Additionally, for SimVP, we integrate learning rate schedulers like ReduceLROnPlateau to avoid getting stuck in local minima. This dynamic adjustment of the learning rate allows for finer tuning of model weights, increasing the likelihood of converging towards a global minimum and enhancing the overall performance and accuracy of the SimVP model.

Results and Visualizations

Frame Prediction Results

The SimVP model demonstrates promising results in frame prediction, as shown in the visualization below. However, the model faces challenges in capturing object momentum, dealing with blurred captures, and accounting for new elements that may appear after the 11th frame.

SimVP Results Visualization

Semantic Mask Segmentation Results

When applied to ground truth images, the U-Net model exhibits impressive accuracy, achieving an Intersection over Union (IoU) score of 0.91 on the validation set. However, when combining the SimVP and U-Net models, we observe a drop in performance, with an IoU score of 0.21 on the validation set. This can be attributed to the SimVP model’s challenges in identifying new objects and generating blurry outputs.

U-Net Results Visualization

ModelIoU Score
U-Net on Validation Set0.91
SimVP + U-Net on Validation Set0.21

Potential Improvements

Extended Training Epochs

Increasing the training epochs for the SimVP model from 5 to 25, especially with unlabeled data, improved the Jaccard Coefficient of our linked model from 0.17 to 0.21. This suggests that extended training allows the model to more effectively learn dataset dynamics, enhancing frame prediction accuracy.

Alternatives to Self-Supervised Learning

Focusing on refining the U-Net model could be an alternative to self-supervised learning. A more accurate U-Net can generate better masks for unlabeled data, creating a stronger labeled set for SimVP training. This approach leverages U-Net’s segmentation precision to improve SimVP input quality.
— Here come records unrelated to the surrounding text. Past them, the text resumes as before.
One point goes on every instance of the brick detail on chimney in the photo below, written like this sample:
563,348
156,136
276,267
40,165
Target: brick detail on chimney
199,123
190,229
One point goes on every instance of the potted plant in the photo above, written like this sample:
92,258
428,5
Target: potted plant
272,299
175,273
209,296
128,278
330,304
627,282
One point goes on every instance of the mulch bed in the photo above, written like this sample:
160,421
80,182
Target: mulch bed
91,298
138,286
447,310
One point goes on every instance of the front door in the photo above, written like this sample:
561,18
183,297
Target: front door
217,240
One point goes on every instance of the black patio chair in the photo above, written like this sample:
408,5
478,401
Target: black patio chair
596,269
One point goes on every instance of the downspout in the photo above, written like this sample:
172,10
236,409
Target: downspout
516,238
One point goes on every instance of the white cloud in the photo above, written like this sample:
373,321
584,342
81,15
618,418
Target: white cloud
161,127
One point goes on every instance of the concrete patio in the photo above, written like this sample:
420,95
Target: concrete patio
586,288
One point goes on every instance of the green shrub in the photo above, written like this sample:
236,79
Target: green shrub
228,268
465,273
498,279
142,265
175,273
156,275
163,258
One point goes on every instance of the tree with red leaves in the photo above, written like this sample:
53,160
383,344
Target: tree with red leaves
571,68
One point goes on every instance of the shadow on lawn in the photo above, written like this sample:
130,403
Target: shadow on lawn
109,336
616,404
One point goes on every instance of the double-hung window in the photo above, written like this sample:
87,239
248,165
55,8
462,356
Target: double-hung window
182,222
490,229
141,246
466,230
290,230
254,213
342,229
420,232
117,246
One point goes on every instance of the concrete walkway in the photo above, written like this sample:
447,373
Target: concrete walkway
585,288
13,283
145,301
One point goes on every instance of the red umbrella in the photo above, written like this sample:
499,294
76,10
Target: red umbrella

Integration of Autoregressive Architecture

Integrating an autoregressive architecture into SimVP [4] could capture sequential dependencies more effectively, potentially enhancing the model’s temporal prediction accuracy. This modification aims to boost frame prediction reliability in complex video sequences.

Conclusion

In this article, we presented our approach to semantic segmentation on realistic video using the U-Net and SimVP models. By leveraging frame prediction with SimVP and semantic mask segmentation with U-Net, we achieved promising results in predicting the semantic mask of the 22nd frame using only the first 11 frames.

Our experiments highlighted the importance of extended training epochs, the potential of alternatives to self-supervised learning, and the possibility of integrating autoregressive architectures to further improve performance.

As we continue to explore and refine our approach, we remain committed to pushing the boundaries of semantic segmentation on realistic video data, opening up new possibilities for applications in various domains.